This study examined the effect of a 1-year community-based peer support program in two Chinese cities for persons suffering SMI. Overall, our findings highlighted that the community-based peer support services could be feasibly and sustainably developed in Chinese culture, with a measurable impact on participants’ well-being.

Peer support programs are beneficial in many places around the world (Repper & Carter, 2011; Suresh, Alam & Karkossa, 2021; Suresh et al., 2021). In the current study, we detected alleviation in psychiatric symptoms and improvement in personal and social functioning and life satisfaction after participation in the service among the Chinese population. It might be that peer support service offers a level of acceptance, understanding, and validation, which could be salutary to increase patients’ empowerment and hope and further facilitate their recovery (Suresh, Alam & Karkossa, 2021). Considering that the implementation of peer support services should be consistent with local customs, values, and resource availability (Solomon, 2004), the services were developed to conform to the Chinese culture and situation. For example, considering that the main source of support for people with mental illness in China is from their families (Lin, 1983), we also obtained approval from the family caregivers’ when recruiting consumers. In fact, we indeed observed that some consumers dropped out given their family members’ objections to the service. Peer service providers and community workers often need to work with family caregivers to ensure the participation of the consumers. Moreover, given that peer support service is relatively new in China, especially in communities. At the beginning of the project, both the caregivers and community workers were worried about the safety of the service, that is, what if the consumers would show acute psychiatric symptoms and hurt other consumers during the service sessions. Therefore, the recruited consumers were fairly stable in their psychiatric symptoms. In addition, the community workers would be immediately available when there are any emergencies during the services.

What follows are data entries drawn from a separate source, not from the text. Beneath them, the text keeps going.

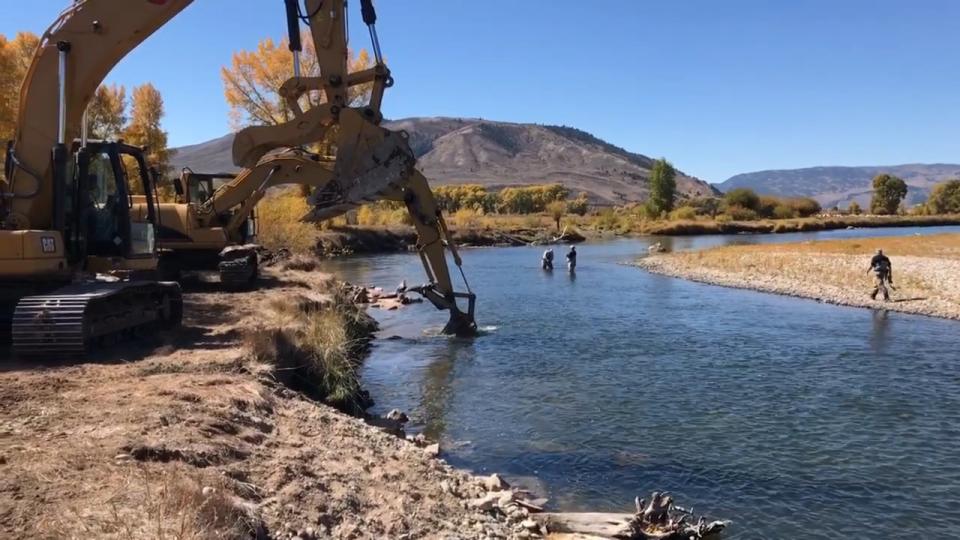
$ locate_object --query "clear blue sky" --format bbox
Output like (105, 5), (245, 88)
(0, 0), (960, 181)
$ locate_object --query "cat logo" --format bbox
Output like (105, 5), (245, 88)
(40, 236), (57, 253)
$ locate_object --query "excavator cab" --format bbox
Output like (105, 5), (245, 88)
(66, 141), (157, 273)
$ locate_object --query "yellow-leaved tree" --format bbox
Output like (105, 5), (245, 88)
(123, 83), (172, 195)
(0, 32), (40, 178)
(220, 32), (373, 129)
(220, 31), (373, 248)
(123, 83), (171, 174)
(87, 84), (127, 140)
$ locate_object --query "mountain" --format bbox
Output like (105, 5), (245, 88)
(718, 163), (960, 208)
(172, 117), (716, 204)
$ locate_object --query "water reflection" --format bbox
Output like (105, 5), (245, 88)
(318, 228), (960, 538)
(870, 309), (890, 354)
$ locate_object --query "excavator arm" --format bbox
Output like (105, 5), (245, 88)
(233, 0), (477, 336)
(0, 0), (192, 229)
(197, 149), (333, 242)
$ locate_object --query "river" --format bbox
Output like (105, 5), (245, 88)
(318, 227), (960, 539)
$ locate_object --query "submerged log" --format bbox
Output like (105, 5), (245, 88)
(532, 491), (729, 540)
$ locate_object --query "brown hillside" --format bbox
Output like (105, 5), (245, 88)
(173, 117), (715, 204)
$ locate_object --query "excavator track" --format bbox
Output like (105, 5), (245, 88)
(11, 281), (183, 358)
(217, 244), (259, 289)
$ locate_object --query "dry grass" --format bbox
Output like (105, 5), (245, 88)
(42, 465), (262, 540)
(638, 234), (960, 318)
(245, 291), (375, 411)
(257, 192), (320, 253)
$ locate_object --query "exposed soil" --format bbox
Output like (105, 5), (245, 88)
(0, 271), (536, 539)
(637, 234), (960, 319)
(317, 227), (586, 257)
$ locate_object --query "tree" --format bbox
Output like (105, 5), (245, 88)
(647, 158), (677, 216)
(870, 174), (907, 214)
(123, 83), (171, 190)
(87, 84), (127, 140)
(547, 201), (567, 232)
(0, 32), (40, 176)
(220, 32), (372, 129)
(926, 180), (960, 214)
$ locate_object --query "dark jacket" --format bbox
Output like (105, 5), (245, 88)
(870, 253), (892, 270)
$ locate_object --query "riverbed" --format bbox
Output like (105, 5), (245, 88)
(324, 227), (960, 538)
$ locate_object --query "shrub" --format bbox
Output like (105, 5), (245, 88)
(257, 193), (320, 253)
(756, 195), (783, 218)
(685, 197), (721, 217)
(870, 174), (907, 214)
(723, 205), (757, 221)
(567, 193), (589, 216)
(357, 201), (413, 227)
(244, 292), (376, 412)
(771, 203), (797, 219)
(723, 188), (760, 214)
(787, 197), (821, 217)
(670, 206), (697, 220)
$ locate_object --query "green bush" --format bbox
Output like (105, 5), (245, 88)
(723, 188), (760, 214)
(771, 203), (797, 219)
(787, 197), (822, 217)
(723, 205), (758, 221)
(670, 206), (697, 221)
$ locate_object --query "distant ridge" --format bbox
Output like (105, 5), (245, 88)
(719, 163), (960, 208)
(172, 117), (717, 204)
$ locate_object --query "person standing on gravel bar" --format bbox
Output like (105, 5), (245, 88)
(867, 249), (893, 300)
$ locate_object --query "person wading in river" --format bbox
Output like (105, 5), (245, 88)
(540, 248), (553, 270)
(867, 249), (893, 300)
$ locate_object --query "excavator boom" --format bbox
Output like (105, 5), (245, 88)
(3, 0), (193, 229)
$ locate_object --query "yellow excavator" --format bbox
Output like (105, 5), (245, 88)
(0, 0), (187, 356)
(0, 0), (476, 344)
(139, 0), (477, 336)
(146, 153), (333, 288)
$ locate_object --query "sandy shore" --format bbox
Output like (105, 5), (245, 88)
(636, 234), (960, 320)
(0, 271), (539, 540)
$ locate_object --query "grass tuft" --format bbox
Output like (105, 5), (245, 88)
(245, 290), (376, 413)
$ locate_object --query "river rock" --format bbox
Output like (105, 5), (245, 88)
(483, 473), (510, 491)
(470, 491), (500, 512)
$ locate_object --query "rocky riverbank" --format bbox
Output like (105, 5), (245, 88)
(636, 234), (960, 319)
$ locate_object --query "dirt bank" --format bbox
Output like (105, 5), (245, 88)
(316, 227), (586, 257)
(640, 215), (960, 236)
(637, 234), (960, 319)
(0, 271), (536, 539)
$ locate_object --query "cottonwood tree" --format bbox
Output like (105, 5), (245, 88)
(0, 32), (40, 178)
(87, 84), (127, 140)
(870, 174), (907, 214)
(220, 32), (373, 129)
(123, 83), (172, 198)
(647, 158), (677, 216)
(547, 201), (567, 232)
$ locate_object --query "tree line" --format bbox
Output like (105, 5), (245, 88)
(0, 32), (171, 187)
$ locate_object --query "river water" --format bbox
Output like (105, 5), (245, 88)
(318, 227), (960, 539)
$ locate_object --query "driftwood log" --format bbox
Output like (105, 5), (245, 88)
(532, 491), (729, 540)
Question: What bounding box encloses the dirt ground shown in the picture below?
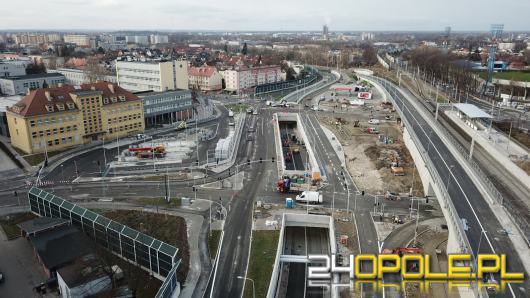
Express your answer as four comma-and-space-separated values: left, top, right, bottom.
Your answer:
319, 115, 423, 196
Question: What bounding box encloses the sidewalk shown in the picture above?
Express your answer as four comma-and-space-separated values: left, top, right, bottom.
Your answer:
378, 75, 530, 273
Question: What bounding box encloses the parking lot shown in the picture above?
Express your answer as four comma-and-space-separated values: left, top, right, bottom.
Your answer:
0, 228, 46, 297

The study did not demonstrate a significant improvement in self-esteem among consumers, which was somewhat inconsistent with the outcomes of prior studies conducted in Western culture (Fukui et al., 2010; Lawn, Smith & Hunter, 2008; Mahlke et al., 2017). It might be that Chinese patients perceived more stigma of mental illness, given that patients with SMI are not widely accepted by the public, caregivers, and even the patients themselves. Patients are commonly reluctant to disclose their mental illness and it is fairly hard for them to be employed with a mental illness. In our study, the majority of the consumers were unemployed, which reflected the employment outcome for people with severe mental illness in urban China (Yang et al., 2013). Almost all of the patients (92.1%) received subsidies from the government. Although more than 60% of consumers and caregivers reported no or low financial issues, they might feel embarrassed given that they were depending on the government allowance and were unable to earn their own living. Therefore, it might be difficult to increase patients’ self-esteem in this context. However, after replacing the missing values with series means, the increase in consumers’ self-esteem became significant. This suggested that the current sample size might not be large enough to detect the increase in self-esteem among consumers. It might be that the improvement in self-esteem was more likely to be trivial and thus it needs a larger sample size to explore. Therefore, further research is needed to explore the impact of peer support and other community-based therapeutic programs on participants’ self-esteem or sense of self-efficacy, especially in the context of Chinese culture, with larger sample size.

Medication adherence did not increase significantly; however, this finding must be viewed in light of the relatively high level of adherence already present among our participants, including a substantial degree of self-administration. In our study, all of the consumers were expected to take prescribed medications regularly. Only a few participants reported medication non-adherence. This might be due to that the participants recruited in this study were fairly stable in their disease severity. Although one of the inclusion criteria of the consumers was mental illness conditions stable for at least 3 months, most of the recruited participants were stable in their mental conditions for several years. Considering that peer support service was developed at the community level of China for the first time and the peer service providers were lack of experience in dealing with emergencies, we included more stable patients to lower the probability of any critical situations, such as an episode of psychosis during the service sessions. Given that medication non-adherence is common among persons suffering SMI, future investigations with apparently less-cooperative participants will be important to examine the generalizability of peer programs such as this one. Self-selection bias could be an issue affecting clinically oriented studies such as this one (Fan, Shen & Tay, 2021).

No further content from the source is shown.